Tais críticas são rejeitadas pela equipe de especialistas que assessora o Ministério da Saúde japonês. Em vez de realizar testes em âmbito nacional, a tática consiste em buscar onde existe acúmulo de infecções. Por exemplo, quando a doença foi detectada em uma escola primária, a ilha de Hokkaido, no norte do país, fechou todas as escolas e declarou estado de emergência. Após três semanas, o vírus parou de se espalhar.
“O pequeno número de testes deve garantir que os recursos sanitários permaneçam disponíveis para casos mais graves”, analisa o cientista político alemão Sebastian Maslow, da Universidade de Tóquio.
Sem apertos de mão
Especialistas em Japão destacam outras características especiais: por um lado, o hábito de curvar-se para cumprimentar pessoas reduz o risco de infecção. Não há apertos de mão nem beijos no rosto. Por outro, desde a primeira infância, a população se atém, de maneira disciplinada, a regras básicas de higiene.
“Lavar as mãos, fazer gargarejos com solução desinfetante e usar máscaras fazem parte de nossa vida cotidiana. Para isso, não precisamos de coronavírus”, relata uma japonesa, mãe de duas crianças.
Por isso que foi fácil para a sociedade se adaptar à nova realidade a partir de fevereiro. Desde então, desinfetantes para as mãos estão disponíveis em todas as lojas e entradas de empresas. Usar máscaras tornou-se uma obrigação civil.
Mesmo antes do novo coronavírus, os japoneses consumiam 5,5 bilhões de máscaras por ano, uma média de 43 por pessoa. Essa cifra saltou tanto durante a pandemia que as lojas ficaram sem estoque de máscaras. Novas remessas passaram a ser vendidas de forma racionada. Antes da abertura do comércio, as pessoas já esperavam pacientemente formando fila na porta das lojas. Muitos estabelecimentos passaram a oferecer pedaços de tecido e filtros de café com instruções para que os clientes fizessem suas próprias máscaras.
“Os japoneses aparentemente entenderam rapidamente que é uma infecção pode permanecer sem sintomas”, afirma o executivo alemão Michael Paume, radicado no Japão. “Então, colocam a máscara para proteger os outros, a fim de não transmitir vírus.”
“Máscara reduz risco de contágio”
O uso em massa parece desacelerar os vírus. É o que indica a queda acentuada no número de pacientes com gripe nas sete semanas posteriores ao surgimento do vírus Sars-CoV-2.
“As máscaras reduzem a transmissão de gotículas com material viral pelos seus portadores”, constatam agora também cinco médicos ocidentais em um estudo, entre eles, Fabian Svara, do instituto de pesquisa Caesar, de Bonn, na Alemanha, e Matthias Samwald, da Universidade de Medicina de Viena.
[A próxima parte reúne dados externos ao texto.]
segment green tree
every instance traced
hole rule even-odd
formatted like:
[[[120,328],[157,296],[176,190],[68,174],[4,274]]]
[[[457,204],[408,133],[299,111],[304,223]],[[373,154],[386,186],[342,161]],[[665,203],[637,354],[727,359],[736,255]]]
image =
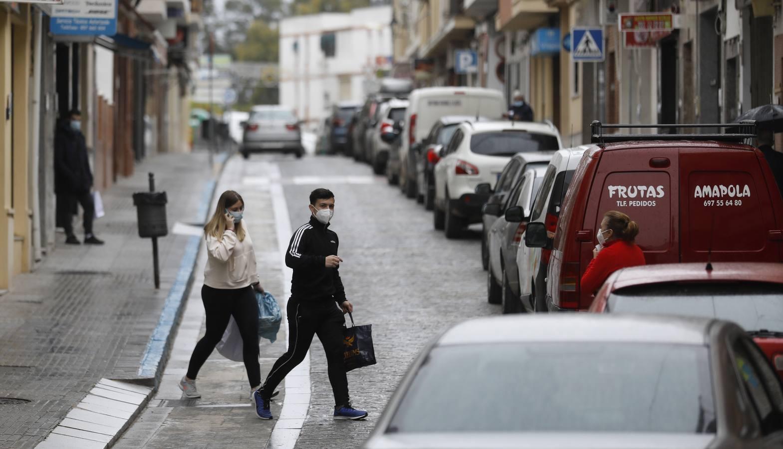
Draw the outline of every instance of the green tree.
[[[234,56],[240,61],[276,63],[279,32],[263,20],[255,20],[247,28],[244,41],[234,47]]]

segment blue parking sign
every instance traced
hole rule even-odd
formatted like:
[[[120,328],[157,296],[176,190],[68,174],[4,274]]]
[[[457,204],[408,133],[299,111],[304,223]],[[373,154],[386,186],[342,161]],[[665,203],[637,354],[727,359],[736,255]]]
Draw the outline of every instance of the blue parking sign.
[[[604,60],[604,29],[577,27],[571,30],[571,59],[574,61]]]
[[[472,50],[456,50],[454,53],[455,74],[474,74],[478,71],[478,56]]]

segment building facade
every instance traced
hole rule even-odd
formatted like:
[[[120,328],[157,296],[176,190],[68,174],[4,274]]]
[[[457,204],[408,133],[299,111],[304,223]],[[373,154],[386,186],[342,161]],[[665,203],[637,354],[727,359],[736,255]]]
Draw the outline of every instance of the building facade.
[[[0,2],[0,293],[55,250],[54,138],[68,111],[81,112],[98,192],[150,154],[189,150],[200,2],[139,6],[157,16],[121,0],[116,34],[69,35],[52,31],[47,4]]]
[[[280,104],[317,126],[341,102],[361,102],[392,64],[392,6],[280,21]]]

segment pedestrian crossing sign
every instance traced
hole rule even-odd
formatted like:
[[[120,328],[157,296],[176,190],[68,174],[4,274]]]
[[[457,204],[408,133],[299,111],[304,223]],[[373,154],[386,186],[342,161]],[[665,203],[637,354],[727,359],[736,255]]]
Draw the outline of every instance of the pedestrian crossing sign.
[[[604,29],[577,27],[571,30],[571,59],[600,63],[604,60]]]

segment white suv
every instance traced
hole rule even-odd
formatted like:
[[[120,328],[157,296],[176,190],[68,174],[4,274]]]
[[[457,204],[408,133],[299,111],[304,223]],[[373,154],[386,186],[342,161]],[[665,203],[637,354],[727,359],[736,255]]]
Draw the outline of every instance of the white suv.
[[[514,154],[560,148],[560,133],[550,123],[460,124],[441,150],[441,160],[435,168],[435,229],[445,229],[446,237],[454,239],[467,224],[480,222],[482,206],[489,192],[476,192],[476,186],[485,183],[494,189]]]

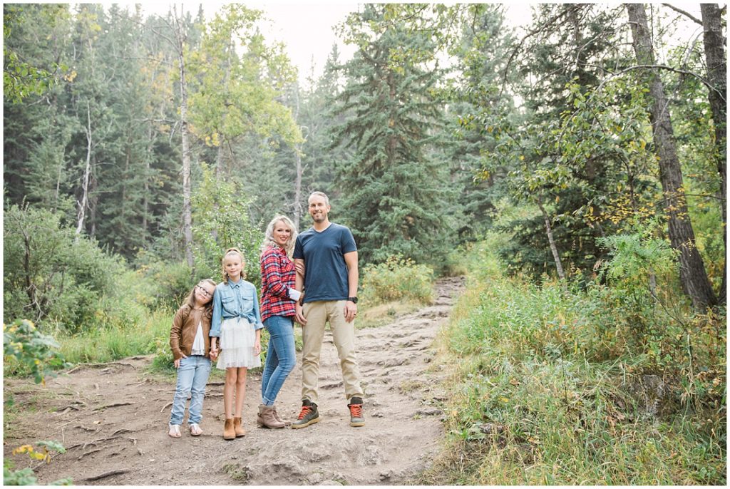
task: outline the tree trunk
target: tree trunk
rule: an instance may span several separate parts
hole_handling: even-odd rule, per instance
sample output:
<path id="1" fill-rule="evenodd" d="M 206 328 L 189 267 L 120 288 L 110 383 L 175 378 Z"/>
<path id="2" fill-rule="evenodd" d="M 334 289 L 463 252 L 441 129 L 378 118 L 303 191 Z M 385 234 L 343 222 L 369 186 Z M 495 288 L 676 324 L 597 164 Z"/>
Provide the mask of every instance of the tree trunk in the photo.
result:
<path id="1" fill-rule="evenodd" d="M 192 269 L 193 259 L 193 215 L 191 206 L 192 185 L 191 183 L 190 141 L 188 134 L 188 84 L 185 82 L 184 47 L 185 34 L 183 31 L 182 12 L 175 13 L 175 37 L 177 41 L 177 61 L 180 70 L 180 137 L 182 140 L 182 235 L 185 238 L 185 255 L 188 266 Z"/>
<path id="2" fill-rule="evenodd" d="M 723 240 L 727 250 L 727 61 L 722 18 L 717 4 L 700 4 L 704 28 L 704 57 L 707 63 L 707 81 L 714 90 L 709 92 L 710 107 L 715 123 L 715 144 L 718 148 L 718 173 L 721 177 L 720 209 L 723 216 Z M 719 301 L 726 302 L 725 284 L 727 268 L 723 268 L 723 282 Z"/>
<path id="3" fill-rule="evenodd" d="M 78 218 L 76 222 L 76 235 L 81 234 L 86 218 L 86 207 L 88 205 L 89 178 L 91 175 L 91 107 L 86 101 L 86 169 L 84 170 L 83 181 L 81 183 L 81 200 L 79 201 Z"/>
<path id="4" fill-rule="evenodd" d="M 232 36 L 233 33 L 230 34 Z M 233 39 L 231 38 L 228 39 L 228 45 L 227 47 L 228 57 L 226 59 L 226 74 L 223 77 L 223 86 L 222 88 L 222 90 L 225 91 L 226 93 L 229 93 L 228 89 L 231 82 L 231 53 L 233 52 L 233 50 L 234 50 Z M 226 106 L 228 106 L 228 104 L 231 104 L 231 100 L 226 99 Z M 223 112 L 223 120 L 221 120 L 221 126 L 220 126 L 221 128 L 226 127 L 226 119 L 227 117 L 228 117 L 228 112 L 227 111 Z M 226 165 L 223 163 L 223 139 L 225 139 L 226 135 L 225 134 L 218 134 L 218 136 L 219 136 L 218 151 L 215 158 L 215 180 L 217 182 L 222 182 L 223 180 L 224 175 L 227 174 L 228 173 L 227 172 L 225 171 Z"/>
<path id="5" fill-rule="evenodd" d="M 634 50 L 640 64 L 654 64 L 651 35 L 642 4 L 627 4 Z M 651 107 L 649 115 L 654 133 L 654 145 L 659 158 L 659 179 L 664 194 L 664 209 L 669 217 L 669 241 L 680 251 L 680 280 L 682 288 L 696 309 L 714 305 L 717 300 L 702 257 L 697 250 L 694 231 L 683 186 L 682 168 L 677 156 L 674 131 L 669 112 L 669 101 L 656 69 L 644 71 L 649 85 Z"/>
<path id="6" fill-rule="evenodd" d="M 537 201 L 537 207 L 539 207 L 540 212 L 542 212 L 542 217 L 545 220 L 545 231 L 548 232 L 548 242 L 550 243 L 550 251 L 553 252 L 553 259 L 555 260 L 555 266 L 558 269 L 558 277 L 560 277 L 561 281 L 564 281 L 565 272 L 563 271 L 563 263 L 560 261 L 560 253 L 558 253 L 558 245 L 556 244 L 555 238 L 553 236 L 553 227 L 550 225 L 550 216 L 548 215 L 548 212 L 542 206 L 542 201 Z M 564 288 L 565 287 L 564 282 L 563 287 Z"/>
<path id="7" fill-rule="evenodd" d="M 294 122 L 299 119 L 299 84 L 294 87 Z M 299 231 L 301 220 L 301 145 L 294 147 L 294 163 L 296 165 L 296 177 L 294 179 L 294 228 Z"/>

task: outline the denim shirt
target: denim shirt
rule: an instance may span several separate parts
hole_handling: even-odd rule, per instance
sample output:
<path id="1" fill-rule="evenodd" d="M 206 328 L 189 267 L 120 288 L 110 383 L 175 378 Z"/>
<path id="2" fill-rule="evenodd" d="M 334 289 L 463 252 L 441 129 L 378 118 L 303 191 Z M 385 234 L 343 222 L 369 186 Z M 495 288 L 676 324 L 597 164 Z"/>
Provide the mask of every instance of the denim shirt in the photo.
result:
<path id="1" fill-rule="evenodd" d="M 220 336 L 221 322 L 231 317 L 243 317 L 254 325 L 254 329 L 264 328 L 256 288 L 250 282 L 228 280 L 215 286 L 210 336 Z"/>

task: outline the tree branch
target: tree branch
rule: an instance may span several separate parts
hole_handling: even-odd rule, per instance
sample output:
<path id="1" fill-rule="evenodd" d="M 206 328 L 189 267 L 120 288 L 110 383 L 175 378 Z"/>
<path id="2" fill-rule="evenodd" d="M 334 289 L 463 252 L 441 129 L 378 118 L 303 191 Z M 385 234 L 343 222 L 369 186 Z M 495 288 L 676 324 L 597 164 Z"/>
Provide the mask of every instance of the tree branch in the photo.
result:
<path id="1" fill-rule="evenodd" d="M 711 91 L 717 93 L 717 94 L 720 97 L 720 99 L 723 102 L 726 102 L 725 97 L 723 96 L 722 93 L 720 91 L 718 91 L 717 88 L 715 88 L 715 87 L 713 87 L 712 85 L 710 85 L 710 83 L 707 82 L 707 80 L 704 77 L 697 74 L 694 72 L 690 72 L 689 70 L 686 70 L 686 69 L 680 69 L 678 68 L 672 68 L 672 66 L 667 66 L 666 65 L 664 65 L 664 64 L 635 64 L 633 66 L 629 66 L 628 68 L 625 68 L 625 69 L 622 69 L 620 72 L 617 72 L 615 73 L 611 73 L 611 77 L 610 78 L 607 78 L 606 80 L 604 80 L 602 82 L 601 82 L 601 84 L 599 85 L 598 85 L 598 87 L 596 87 L 596 89 L 599 90 L 611 78 L 615 78 L 616 77 L 619 77 L 619 76 L 623 74 L 624 73 L 627 73 L 627 72 L 630 72 L 631 70 L 634 70 L 634 69 L 666 69 L 666 70 L 668 70 L 668 71 L 670 71 L 670 72 L 674 72 L 675 73 L 679 73 L 680 74 L 688 74 L 690 76 L 694 77 L 695 78 L 696 78 L 697 80 L 699 80 L 702 83 L 702 85 L 704 85 L 704 86 L 706 86 L 708 90 L 711 90 Z"/>
<path id="2" fill-rule="evenodd" d="M 684 15 L 684 16 L 688 18 L 689 19 L 691 19 L 693 22 L 697 23 L 700 26 L 702 25 L 702 20 L 700 20 L 699 19 L 698 19 L 696 17 L 695 17 L 692 14 L 689 13 L 688 12 L 685 12 L 682 9 L 678 9 L 676 7 L 673 7 L 672 5 L 669 5 L 669 4 L 662 4 L 662 5 L 664 5 L 664 7 L 668 7 L 670 9 L 672 9 L 672 10 L 674 10 L 675 12 L 679 12 L 679 13 L 682 14 L 683 15 Z"/>

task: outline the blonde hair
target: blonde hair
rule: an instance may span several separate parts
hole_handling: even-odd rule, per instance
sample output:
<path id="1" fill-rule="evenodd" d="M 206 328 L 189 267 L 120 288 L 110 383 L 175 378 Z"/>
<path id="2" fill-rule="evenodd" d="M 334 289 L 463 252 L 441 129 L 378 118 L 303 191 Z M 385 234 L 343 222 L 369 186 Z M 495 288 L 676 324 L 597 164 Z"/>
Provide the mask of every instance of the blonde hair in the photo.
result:
<path id="1" fill-rule="evenodd" d="M 223 283 L 228 283 L 228 274 L 226 273 L 226 258 L 228 255 L 238 255 L 241 257 L 241 280 L 246 278 L 246 260 L 243 258 L 243 253 L 238 248 L 228 248 L 223 253 L 223 257 L 220 258 L 220 269 L 223 272 Z"/>
<path id="2" fill-rule="evenodd" d="M 269 226 L 266 226 L 266 231 L 264 235 L 264 244 L 261 245 L 262 254 L 269 246 L 279 246 L 279 244 L 274 241 L 274 226 L 275 226 L 276 223 L 279 221 L 284 223 L 284 224 L 289 227 L 289 230 L 291 231 L 291 234 L 289 235 L 289 239 L 284 244 L 284 250 L 286 251 L 286 254 L 289 255 L 291 255 L 291 253 L 294 250 L 294 243 L 296 241 L 296 235 L 298 234 L 296 228 L 294 228 L 294 223 L 291 222 L 291 220 L 285 215 L 277 215 L 272 219 L 271 222 L 269 223 Z"/>
<path id="3" fill-rule="evenodd" d="M 212 279 L 203 279 L 202 280 L 201 280 L 200 282 L 199 282 L 198 283 L 196 283 L 195 285 L 195 287 L 198 287 L 199 285 L 200 285 L 200 284 L 204 283 L 204 282 L 210 284 L 214 288 L 215 287 L 215 282 Z M 193 307 L 195 307 L 195 287 L 193 287 L 193 290 L 190 291 L 190 293 L 188 294 L 187 299 L 185 299 L 185 304 L 186 304 L 187 305 L 190 306 L 191 309 L 193 309 Z M 212 311 L 213 310 L 213 296 L 210 296 L 210 300 L 208 301 L 208 302 L 205 304 L 205 310 L 206 311 L 209 311 L 209 310 Z"/>

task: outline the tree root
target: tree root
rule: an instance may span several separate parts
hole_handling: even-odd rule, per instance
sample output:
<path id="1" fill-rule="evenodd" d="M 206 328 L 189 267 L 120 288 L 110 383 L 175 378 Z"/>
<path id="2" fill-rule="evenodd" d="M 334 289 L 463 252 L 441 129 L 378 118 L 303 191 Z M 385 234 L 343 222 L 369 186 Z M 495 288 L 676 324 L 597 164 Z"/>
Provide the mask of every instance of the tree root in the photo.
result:
<path id="1" fill-rule="evenodd" d="M 119 475 L 120 474 L 126 474 L 131 469 L 118 469 L 117 470 L 112 470 L 111 472 L 106 472 L 99 475 L 94 475 L 91 477 L 86 477 L 85 479 L 82 479 L 81 480 L 85 481 L 92 481 L 92 480 L 99 480 L 100 479 L 104 479 L 106 477 L 110 477 L 112 475 Z"/>

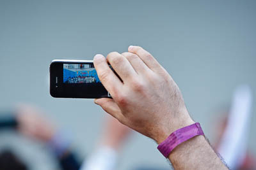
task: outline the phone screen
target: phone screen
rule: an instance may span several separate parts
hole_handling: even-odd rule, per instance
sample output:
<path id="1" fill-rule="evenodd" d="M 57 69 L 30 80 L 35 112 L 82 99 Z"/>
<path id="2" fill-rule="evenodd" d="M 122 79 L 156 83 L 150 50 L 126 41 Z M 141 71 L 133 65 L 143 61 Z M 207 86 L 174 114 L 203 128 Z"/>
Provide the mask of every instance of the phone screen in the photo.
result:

Além do distanciamento social e da lavagem das mãos, o protetor para a boca pode desempenhar um papel importante na redução do contágio, segundo os cinco especialistas. Eles avaliam que o baixo número de infecções em países como o Japão comprova isso.
Em razão desse sucesso, o primeiro-ministro Abe Shinzo optou há uma semana por não declarar estado de emergência nacional. Desde então, os japoneses estão voltando lentamente à vida cotidiana normal. As escolas de reforço pedagógico voltaram a funcionar, as crianças sentam-se a uma determinada distância umas das outras em salas ventiladas. Os primeiros parques de diversões abrem, mas quem apresenta febre tem que ficar do lado de fora.
O governo, porém, teme uma segunda onda de infecções. Por isso, no início do novo ano escolar, em abril, só as escolas em áreas sem registro de casos devem reabrir. Eventos maiores continuam proibidos.
No entanto, a preocupação principal está no perigo apresentado por visitantes estrangeiros. Depois dos sul-coreanos, desde sábado são os cidadãos da União Europeia (UE) que estão impedidos de entrar no país. Só aqueles residentes no Japão podem entrar, mas todos os que chegam da Europa devem ficar em quarentena por 14 dias. Segundo informações não oficiais, as medidas devem vigorar inicialmente até o final de abril.